In our presentation of Big-O, we have been consistent in interpreting $O (f)$ as a set of functions in the same complexity class as $f$ . $f$ in this situation serves as the representative function for that complexity class and some other function \ We then say some other function $g$ is also in this class with set inclusion ( $\in$ ) notation.

While this notation is consistent with the set-theoretic interpretation of Big-O that we present, it is not the traditional way that we write Big-O! Instead, Big-O traditionally written with equality:

$f (x) = O (g (x))$

The traditional equality notation here obscures the idea that $O (g (x))$ really denotes a set! We'll continue to use set notation throughout this text. However, be aware that in other presentation of Big-O, you'll see equality notation which means the same thing!

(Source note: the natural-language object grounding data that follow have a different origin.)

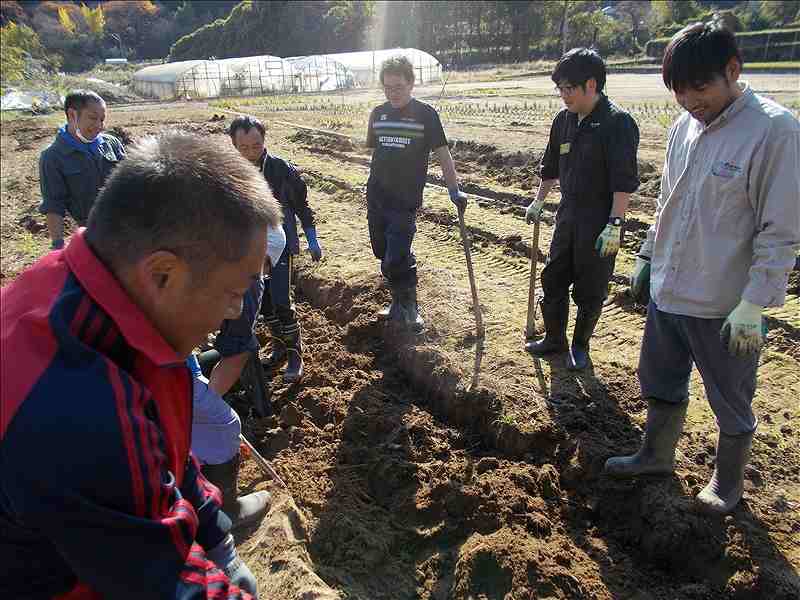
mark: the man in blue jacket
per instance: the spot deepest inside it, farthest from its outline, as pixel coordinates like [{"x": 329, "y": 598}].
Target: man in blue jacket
[
  {"x": 289, "y": 189},
  {"x": 100, "y": 496},
  {"x": 74, "y": 167}
]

Additional Asymptotic Bounds

Big-O notation gives us a way of describing the behavior of a function as its input grows. In mathematics, we formally define this as taking the limit of the function (typically to infinity). Thus, our techniques above are an example of asymptotic analysis where we analyze the limiting behavior of mathematical functions.

The definition of Big-O described previously has many parts to it. By changing this definition we obtain other useful notations for describing the asymptotic behavior of functions. For example, consider flipping the inequality relating $f$ and $g$ . We obtain the following definition:

$f \in Ω (g) \Leftrightarrow \exists c > 0, n_{0} . \forall n \geq n_{0} . ∣ f (n) ∣ \geq c ∣ g (n) ∣$

When it is $f$ that dominates $g$ , we write $f \in Ω (g)$ (pronounced " $f$ is big-omega of $g$ "). Intuitively, this definition states that $g$ is a lower bound of $f$ . In the context of computational complexity, this means that the algorithm corresponding to $f$ performs no better than the algorithm corresponding to $g$ . For example, it is known that any comparison-based sorting algorithm is $Ω (n lo g n)$ , i.e., no such algorithm can perform better than $O (n lo g n)$ .

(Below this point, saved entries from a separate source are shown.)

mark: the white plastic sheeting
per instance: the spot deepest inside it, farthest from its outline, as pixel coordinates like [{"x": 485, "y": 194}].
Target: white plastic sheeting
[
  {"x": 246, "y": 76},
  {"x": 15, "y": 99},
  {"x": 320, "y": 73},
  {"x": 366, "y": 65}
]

If $g$ serves both as an upper- and lower-bound for $f$ , we write $f \in Θ (g)$ (pronounced " $f$ is big-theta of $g$ ").

$f \in Θ (g) \Leftrightarrow \exists c_{1}, c_{2} > 0, n_{0} . \forall n \geq n_{0} . c_{1} ∣ g (n) ∣ \leq ∣ f (n) ∣ \leq c_{2} ∣ g (n) ∣$

Here, $g$ describes exactly the family of functions in which $f$ resides. Often we would like to characterize our models with big-theta bounds. However, it is frequently onerous, difficult, or both to prove that $g$ is a lower bound, let alone an upper bound, so we frequently stick with big-O bounds instead of big-theta.

Finally, note in the statements above that we posit that there exists a constant that inflates $g$ appropriately. This implies that there may exist some constants where the desired inequality—less than for big-O and greater than for big-omega—does not hold. We can make a stronger claim by asserting that the inequality holds for all constants rather than at least one:

$f \in o (g) \Leftrightarrow \forall c > 0 . \exists n_{0} . \forall n \geq n_{0} . ∣ f (n) ∣ \leq c ∣ g (n) ∣ f \in ω (g) \Leftrightarrow \forall c > 0 . \exists n_{0} . \forall n \geq n_{0} . ∣ f (n) ∣ \geq c ∣ g (n) ∣$

These "little" versions of big-O and big-omega ("little-o" and "little-omega", respectively) make a strictly stronger claim than their big counterparts by asserting that the desired inequality holds, irrespective of the chosen constant. In practice, this means that $f$ and $g$ are in strictly different families of functions.

Big-O Practice (‡)

Recall that you gave best, worst, and average case mathematical models of the max method in a previous reading:

public static int max(int[] arr) {
    if (arr.length == 0) {
        throw new IllegalArgumentException();   // ignore this case
    } else {
        int ret = arr[0];
        for (int i = 1; i < arr.length; i++) {
            if (ret < arr[i]) {
                ret = arr[i];
            }
        }
        return ret;
    }
}

Give a big-O bound, the tightest possible bound you can, for each of those models.